More financial institutions than initially expected are likely to leave London due to Brexit, because the cost of keeping operations in London will be too high, according to the chairman of French bank Société Générale SA.
In an interview with financial daily Les Echos, Lorenzo Bini Smaghi said that while the U.K. wanted to maintain the current system in place, the ECB wanted banks to transfer their trading and risk control operations to the continent.
"For European and American banks, having a subsidiary in London will be much more expensive in terms of liquidity and risk controls than today," he told the paper.
"All of this will have a cost for Europe, especially as Europe's capital markets are not yet developed enough to serve as an alternative to London. The cost of capital is therefore likely to increase and this will ultimately be paid by customers."
Following the U.K.'s decision to the leave the EU after a referendum in 2016, banks and financial institutions have been ensuring they will be able to continuing operating in the EU post-Brexit by opening up offices on the continent.
Bini Smaghi said he expected U.S. banks to transfer some of their business to the U.S. because it would cheaper than strengthening their position on the European market.

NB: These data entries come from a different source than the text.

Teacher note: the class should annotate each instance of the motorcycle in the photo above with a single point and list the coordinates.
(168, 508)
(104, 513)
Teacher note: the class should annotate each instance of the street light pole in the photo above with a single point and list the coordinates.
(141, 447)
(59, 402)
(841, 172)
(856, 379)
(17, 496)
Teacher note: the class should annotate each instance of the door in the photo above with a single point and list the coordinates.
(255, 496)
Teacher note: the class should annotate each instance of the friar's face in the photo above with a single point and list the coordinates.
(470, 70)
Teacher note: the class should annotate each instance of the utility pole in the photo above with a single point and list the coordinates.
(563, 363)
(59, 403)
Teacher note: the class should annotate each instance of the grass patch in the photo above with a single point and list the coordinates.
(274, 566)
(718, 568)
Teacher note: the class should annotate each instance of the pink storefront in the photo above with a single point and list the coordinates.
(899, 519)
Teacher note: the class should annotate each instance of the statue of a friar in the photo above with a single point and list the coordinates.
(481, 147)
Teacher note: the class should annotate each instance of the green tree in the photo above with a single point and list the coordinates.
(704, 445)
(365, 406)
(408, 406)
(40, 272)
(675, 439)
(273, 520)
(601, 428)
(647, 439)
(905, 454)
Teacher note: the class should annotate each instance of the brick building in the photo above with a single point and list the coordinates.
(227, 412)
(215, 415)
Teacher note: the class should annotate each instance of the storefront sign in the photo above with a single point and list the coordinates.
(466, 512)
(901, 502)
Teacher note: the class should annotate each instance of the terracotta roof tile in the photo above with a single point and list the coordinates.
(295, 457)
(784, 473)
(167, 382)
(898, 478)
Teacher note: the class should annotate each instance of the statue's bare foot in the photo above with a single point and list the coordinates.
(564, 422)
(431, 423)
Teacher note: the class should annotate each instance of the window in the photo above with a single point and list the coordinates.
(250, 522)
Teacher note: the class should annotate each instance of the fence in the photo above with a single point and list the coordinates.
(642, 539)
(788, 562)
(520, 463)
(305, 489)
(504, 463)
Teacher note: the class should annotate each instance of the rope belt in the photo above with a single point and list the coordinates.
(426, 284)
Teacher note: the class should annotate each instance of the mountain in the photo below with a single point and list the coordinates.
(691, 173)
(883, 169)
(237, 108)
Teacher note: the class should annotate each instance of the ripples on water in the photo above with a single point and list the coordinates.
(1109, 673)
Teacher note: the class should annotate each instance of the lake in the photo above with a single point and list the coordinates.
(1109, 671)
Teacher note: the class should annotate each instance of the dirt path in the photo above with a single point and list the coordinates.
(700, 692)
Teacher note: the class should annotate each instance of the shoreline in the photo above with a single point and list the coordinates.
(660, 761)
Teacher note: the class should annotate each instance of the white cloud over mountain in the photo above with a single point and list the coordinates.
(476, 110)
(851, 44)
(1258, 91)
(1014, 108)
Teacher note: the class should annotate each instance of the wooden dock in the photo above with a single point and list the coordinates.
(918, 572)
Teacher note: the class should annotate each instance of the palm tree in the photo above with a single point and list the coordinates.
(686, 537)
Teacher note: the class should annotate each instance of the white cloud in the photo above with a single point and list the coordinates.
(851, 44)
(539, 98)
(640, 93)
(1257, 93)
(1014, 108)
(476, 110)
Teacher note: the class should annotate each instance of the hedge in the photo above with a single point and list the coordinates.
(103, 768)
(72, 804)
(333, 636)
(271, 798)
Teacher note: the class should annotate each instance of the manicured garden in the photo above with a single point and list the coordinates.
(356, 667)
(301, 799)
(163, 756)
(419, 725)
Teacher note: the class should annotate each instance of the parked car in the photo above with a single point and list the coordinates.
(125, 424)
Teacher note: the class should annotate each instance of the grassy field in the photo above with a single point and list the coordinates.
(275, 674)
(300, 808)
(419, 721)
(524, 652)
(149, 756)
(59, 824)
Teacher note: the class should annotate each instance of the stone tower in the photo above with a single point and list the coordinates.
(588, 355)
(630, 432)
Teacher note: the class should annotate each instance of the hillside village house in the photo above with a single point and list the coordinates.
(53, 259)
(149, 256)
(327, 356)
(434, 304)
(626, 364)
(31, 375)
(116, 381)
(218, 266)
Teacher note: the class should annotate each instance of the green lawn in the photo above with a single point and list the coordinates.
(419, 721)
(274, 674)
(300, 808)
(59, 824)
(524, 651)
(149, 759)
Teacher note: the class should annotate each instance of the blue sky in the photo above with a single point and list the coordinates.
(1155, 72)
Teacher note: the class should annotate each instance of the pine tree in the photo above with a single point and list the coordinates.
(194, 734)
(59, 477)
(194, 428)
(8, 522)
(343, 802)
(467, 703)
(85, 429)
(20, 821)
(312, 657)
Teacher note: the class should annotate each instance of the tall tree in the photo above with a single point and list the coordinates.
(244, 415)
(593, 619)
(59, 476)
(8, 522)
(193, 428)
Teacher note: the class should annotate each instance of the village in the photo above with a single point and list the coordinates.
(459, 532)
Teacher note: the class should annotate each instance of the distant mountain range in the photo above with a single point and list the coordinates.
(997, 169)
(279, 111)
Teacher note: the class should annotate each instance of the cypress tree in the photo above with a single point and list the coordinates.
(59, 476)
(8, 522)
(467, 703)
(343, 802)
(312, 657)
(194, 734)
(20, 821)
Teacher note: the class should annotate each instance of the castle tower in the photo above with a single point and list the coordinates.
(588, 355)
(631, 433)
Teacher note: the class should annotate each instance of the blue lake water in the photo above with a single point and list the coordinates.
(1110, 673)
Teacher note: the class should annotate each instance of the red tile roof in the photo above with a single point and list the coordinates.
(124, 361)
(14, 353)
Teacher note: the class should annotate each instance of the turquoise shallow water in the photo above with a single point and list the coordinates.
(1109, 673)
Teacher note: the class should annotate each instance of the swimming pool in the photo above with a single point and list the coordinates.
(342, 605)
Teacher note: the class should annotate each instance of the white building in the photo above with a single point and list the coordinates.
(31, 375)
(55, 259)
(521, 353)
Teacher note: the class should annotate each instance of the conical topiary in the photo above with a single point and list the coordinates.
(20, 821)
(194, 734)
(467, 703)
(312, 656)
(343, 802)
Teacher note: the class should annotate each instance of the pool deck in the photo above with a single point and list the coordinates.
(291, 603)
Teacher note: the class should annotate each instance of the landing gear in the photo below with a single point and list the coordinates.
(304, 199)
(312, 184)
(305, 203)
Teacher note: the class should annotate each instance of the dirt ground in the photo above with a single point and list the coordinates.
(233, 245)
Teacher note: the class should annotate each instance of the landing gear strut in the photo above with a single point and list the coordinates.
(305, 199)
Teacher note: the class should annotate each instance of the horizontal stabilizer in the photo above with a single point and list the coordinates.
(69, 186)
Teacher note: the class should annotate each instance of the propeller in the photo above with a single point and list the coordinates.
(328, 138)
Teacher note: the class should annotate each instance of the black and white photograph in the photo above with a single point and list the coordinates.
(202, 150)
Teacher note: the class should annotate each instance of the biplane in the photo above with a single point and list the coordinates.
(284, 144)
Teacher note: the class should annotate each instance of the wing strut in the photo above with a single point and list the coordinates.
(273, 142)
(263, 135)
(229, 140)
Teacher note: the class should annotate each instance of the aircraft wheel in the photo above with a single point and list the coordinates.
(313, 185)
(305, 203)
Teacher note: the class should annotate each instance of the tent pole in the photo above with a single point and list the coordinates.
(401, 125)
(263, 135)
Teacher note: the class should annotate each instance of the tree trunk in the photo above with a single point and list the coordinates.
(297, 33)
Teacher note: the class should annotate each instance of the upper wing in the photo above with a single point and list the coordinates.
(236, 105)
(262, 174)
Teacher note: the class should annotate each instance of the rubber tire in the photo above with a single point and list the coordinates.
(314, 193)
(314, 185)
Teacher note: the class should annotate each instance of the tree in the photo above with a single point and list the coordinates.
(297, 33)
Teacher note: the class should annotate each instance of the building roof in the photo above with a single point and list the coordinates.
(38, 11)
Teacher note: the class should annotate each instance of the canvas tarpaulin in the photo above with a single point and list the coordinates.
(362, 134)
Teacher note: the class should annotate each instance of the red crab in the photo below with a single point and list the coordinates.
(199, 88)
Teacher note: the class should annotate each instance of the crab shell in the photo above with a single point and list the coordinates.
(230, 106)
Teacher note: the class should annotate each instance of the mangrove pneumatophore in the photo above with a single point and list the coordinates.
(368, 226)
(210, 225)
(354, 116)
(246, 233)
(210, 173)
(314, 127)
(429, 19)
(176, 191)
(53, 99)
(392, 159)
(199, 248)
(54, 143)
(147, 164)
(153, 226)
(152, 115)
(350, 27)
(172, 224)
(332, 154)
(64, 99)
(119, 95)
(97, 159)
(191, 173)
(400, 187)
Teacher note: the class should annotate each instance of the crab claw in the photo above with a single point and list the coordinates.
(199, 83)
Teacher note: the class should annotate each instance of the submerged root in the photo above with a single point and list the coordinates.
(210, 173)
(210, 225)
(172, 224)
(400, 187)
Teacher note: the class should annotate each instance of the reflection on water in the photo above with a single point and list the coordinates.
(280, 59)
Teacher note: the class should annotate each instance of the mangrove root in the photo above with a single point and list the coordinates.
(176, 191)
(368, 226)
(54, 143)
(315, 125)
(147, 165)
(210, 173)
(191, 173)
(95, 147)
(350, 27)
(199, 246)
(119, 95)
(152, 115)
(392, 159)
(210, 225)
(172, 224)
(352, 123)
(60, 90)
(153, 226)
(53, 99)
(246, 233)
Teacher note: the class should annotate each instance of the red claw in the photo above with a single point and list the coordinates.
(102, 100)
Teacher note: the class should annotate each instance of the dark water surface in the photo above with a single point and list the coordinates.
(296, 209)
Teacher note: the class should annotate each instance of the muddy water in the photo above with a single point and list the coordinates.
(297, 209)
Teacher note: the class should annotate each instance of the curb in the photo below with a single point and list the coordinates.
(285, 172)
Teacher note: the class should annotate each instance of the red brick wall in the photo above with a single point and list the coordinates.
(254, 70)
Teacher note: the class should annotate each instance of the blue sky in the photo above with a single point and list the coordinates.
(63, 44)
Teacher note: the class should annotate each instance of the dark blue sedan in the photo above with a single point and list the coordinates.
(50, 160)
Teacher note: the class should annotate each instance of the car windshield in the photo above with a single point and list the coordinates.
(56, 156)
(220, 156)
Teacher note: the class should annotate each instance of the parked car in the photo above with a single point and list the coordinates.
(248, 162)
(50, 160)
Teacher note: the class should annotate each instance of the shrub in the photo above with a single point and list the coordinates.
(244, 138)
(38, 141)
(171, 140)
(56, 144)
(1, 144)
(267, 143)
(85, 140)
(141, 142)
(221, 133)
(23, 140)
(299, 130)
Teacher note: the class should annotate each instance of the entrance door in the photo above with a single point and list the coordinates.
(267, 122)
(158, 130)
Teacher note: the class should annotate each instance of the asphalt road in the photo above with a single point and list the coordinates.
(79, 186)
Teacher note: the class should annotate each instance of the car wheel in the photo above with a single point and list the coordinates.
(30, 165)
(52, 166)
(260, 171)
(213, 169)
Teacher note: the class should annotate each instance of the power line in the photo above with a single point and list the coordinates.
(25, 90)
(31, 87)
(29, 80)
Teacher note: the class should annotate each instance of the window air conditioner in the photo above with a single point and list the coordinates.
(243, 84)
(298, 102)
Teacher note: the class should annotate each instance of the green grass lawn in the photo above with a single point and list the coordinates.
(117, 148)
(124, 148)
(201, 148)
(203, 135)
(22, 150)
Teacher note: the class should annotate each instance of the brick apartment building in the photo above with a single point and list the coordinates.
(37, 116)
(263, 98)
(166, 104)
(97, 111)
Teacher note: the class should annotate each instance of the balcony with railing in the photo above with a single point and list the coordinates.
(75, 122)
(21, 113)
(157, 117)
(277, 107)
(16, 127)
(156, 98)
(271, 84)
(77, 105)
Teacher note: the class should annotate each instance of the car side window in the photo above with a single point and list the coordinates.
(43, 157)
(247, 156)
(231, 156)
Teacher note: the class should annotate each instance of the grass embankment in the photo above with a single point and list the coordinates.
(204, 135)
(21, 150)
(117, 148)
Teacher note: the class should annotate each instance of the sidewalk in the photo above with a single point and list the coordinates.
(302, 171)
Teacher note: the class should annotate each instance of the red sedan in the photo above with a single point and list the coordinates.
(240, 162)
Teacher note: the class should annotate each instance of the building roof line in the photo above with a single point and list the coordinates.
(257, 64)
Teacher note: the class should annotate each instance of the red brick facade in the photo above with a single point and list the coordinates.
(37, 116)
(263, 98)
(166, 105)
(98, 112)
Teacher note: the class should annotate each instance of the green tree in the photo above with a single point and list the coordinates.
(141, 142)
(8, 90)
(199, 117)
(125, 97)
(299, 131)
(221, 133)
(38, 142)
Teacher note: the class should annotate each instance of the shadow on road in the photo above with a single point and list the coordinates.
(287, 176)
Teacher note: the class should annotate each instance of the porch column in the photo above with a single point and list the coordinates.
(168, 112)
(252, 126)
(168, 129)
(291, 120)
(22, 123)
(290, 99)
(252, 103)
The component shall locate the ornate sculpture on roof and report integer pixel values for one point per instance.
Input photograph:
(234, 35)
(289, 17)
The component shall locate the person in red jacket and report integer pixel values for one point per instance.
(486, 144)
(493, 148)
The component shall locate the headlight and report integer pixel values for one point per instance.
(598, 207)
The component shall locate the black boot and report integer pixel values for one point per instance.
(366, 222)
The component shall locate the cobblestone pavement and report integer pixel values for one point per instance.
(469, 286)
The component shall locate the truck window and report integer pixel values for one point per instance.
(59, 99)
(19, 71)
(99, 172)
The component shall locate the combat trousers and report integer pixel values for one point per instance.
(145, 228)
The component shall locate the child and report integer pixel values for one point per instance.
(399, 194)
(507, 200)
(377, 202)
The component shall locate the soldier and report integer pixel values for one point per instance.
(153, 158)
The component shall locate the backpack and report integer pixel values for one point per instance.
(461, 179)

He also said European banks operate at a disadvantage to U.S. peers because of the European regulatory and political framework and said he had expected more progress in the EU's banking union by now. Initiated in 2012, the project, which envisions a shared deposit guarantee scheme among other things, is still not complete.
European regulators have called for more consolidation within the EU's fragmented banking sector, but Bini Smaghi said current regulations made it difficult to move money around the EU and were a "concrete obstacle" to mergers.
There have been reports that SocGen was interested in a tie-up with Italy's UniCredit SpA, but Bini Smaghi said the bank was not open to such a deal at the current time. But in general, SocGen's size is an advantage in positioning itself as a consolidator, he said.
Europe needs banks that want to grow to compete against Chinese and U.S. banks, but the regulatory and political conditions are not yet in place, he told the paper.
The European Commission will change its president in 2019, as will the ECB, and Bini Smaghi said he would like to see women take the top jobs.
"European leadership might be stronger if we had a German and a Frenchwoman in these key jobs. With an economy that may be facing a more difficult situation, new tensions between China and the U.S., a strong Europe is needed," he said.
France's government recently backtracked on raising a fuel tax in 2019 after the proposed increase ignited the "gilets jaunes," or "yellow vests," movement, named after the high-visibility vests worn by protesters who have taken to the streets throughout France.
The movement has evolved into a general discontent against high taxes, low salaries and weak purchasing power, and the government has raised the minimum wage and canceled a planned rise in social security payments for pensioners to appease protesters.
France's President Emmanuel Macron has introduced reforms to make France more business-friendly since coming to power in May 2017, and Bini Smaghi said there was a danger that the movement would put the reform program on hold.
"The reforms go in the right direction, but they are not revolutions when one thinks of the problems remaining in France in terms of public spending or labor market reform," he said.
"The risk is that the 'yellow vests' movement stops the reforms that France still needs — such as pensions, for example."